By Raphael Oni
Germany, Sweden and Poland on Monday said they were each expelling a Russian diplomat, in retaliation for Moscow’s expulsion last week of their diplomats for allegedly taking part in protests in support of Kremlin critic Alexei Navalny.
The three EU countries announced the tit-for-tat moves in coordinated statements, which come against a backdrop of mounting tensions with Russia. The statement issued by the German Foreign Ministry reads, “Today the Federal Foreign Office has declared a staff member of the Russian Embassy in Berlin persona non grata. Moscow’s decision to expel the Swedish, Polish and German diplomats “was in no way justified,” it added.

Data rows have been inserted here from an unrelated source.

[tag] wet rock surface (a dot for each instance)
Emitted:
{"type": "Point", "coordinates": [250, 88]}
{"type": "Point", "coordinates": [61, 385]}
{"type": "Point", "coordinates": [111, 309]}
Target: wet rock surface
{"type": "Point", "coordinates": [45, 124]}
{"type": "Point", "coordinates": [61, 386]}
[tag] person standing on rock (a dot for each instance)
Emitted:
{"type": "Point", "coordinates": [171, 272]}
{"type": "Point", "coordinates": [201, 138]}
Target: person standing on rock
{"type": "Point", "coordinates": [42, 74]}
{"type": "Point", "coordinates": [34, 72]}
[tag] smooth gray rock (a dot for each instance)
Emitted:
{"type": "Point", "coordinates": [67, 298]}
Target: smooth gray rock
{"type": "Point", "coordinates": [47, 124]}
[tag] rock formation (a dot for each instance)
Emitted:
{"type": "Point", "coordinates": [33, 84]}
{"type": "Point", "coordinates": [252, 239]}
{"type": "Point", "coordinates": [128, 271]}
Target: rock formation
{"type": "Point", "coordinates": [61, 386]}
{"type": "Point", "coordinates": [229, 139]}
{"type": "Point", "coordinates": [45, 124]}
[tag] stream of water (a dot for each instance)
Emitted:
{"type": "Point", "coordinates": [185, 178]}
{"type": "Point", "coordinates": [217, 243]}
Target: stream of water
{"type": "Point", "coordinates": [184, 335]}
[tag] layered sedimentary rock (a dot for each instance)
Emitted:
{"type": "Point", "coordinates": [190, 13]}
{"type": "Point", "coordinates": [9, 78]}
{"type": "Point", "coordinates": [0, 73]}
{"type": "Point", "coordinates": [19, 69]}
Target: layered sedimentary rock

Swedish Foreign Minister Ann Linde said Stockholm had “informed the Russian ambassador that a person from the Russian embassy is asked to leave Sweden.”
“This is a clear response to the unacceptable decision to expel a Swedish diplomat who was only performing his duties,” she wrote on Twitter.
The Polish Foreign Ministry likewise condemned the “groundless expulsion” of a Polish diplomat in Saint Petersburg and said it had declared “persona non grata” a Russian consular official in Poznan, western Poland.
Russia had Friday announced the shock expulsion of the three EU diplomats during a rare meeting in Moscow between EU foreign policy Chief Josep Borrell and Russian Foreign Minister Sergei Lavrov. Moscow accused the diplomats of attending “illegal protests” last month.
Ties between Moscow and the EU have worsened over Navalny’s arrest and jailing in recent weeks, which have sparked nationwide opposition protests.
Navalny was arrested upon returning to Moscow on January 17 after spending several months in Germany recovering from a poisoning attack the West believes was ordered by the Kremlin.
The EU’s Borrell is expected to meet with foreign ministers from the 27 EU states on February 22 to discuss fresh sanctions against Moscow that would require an unanimous vote among the EU members.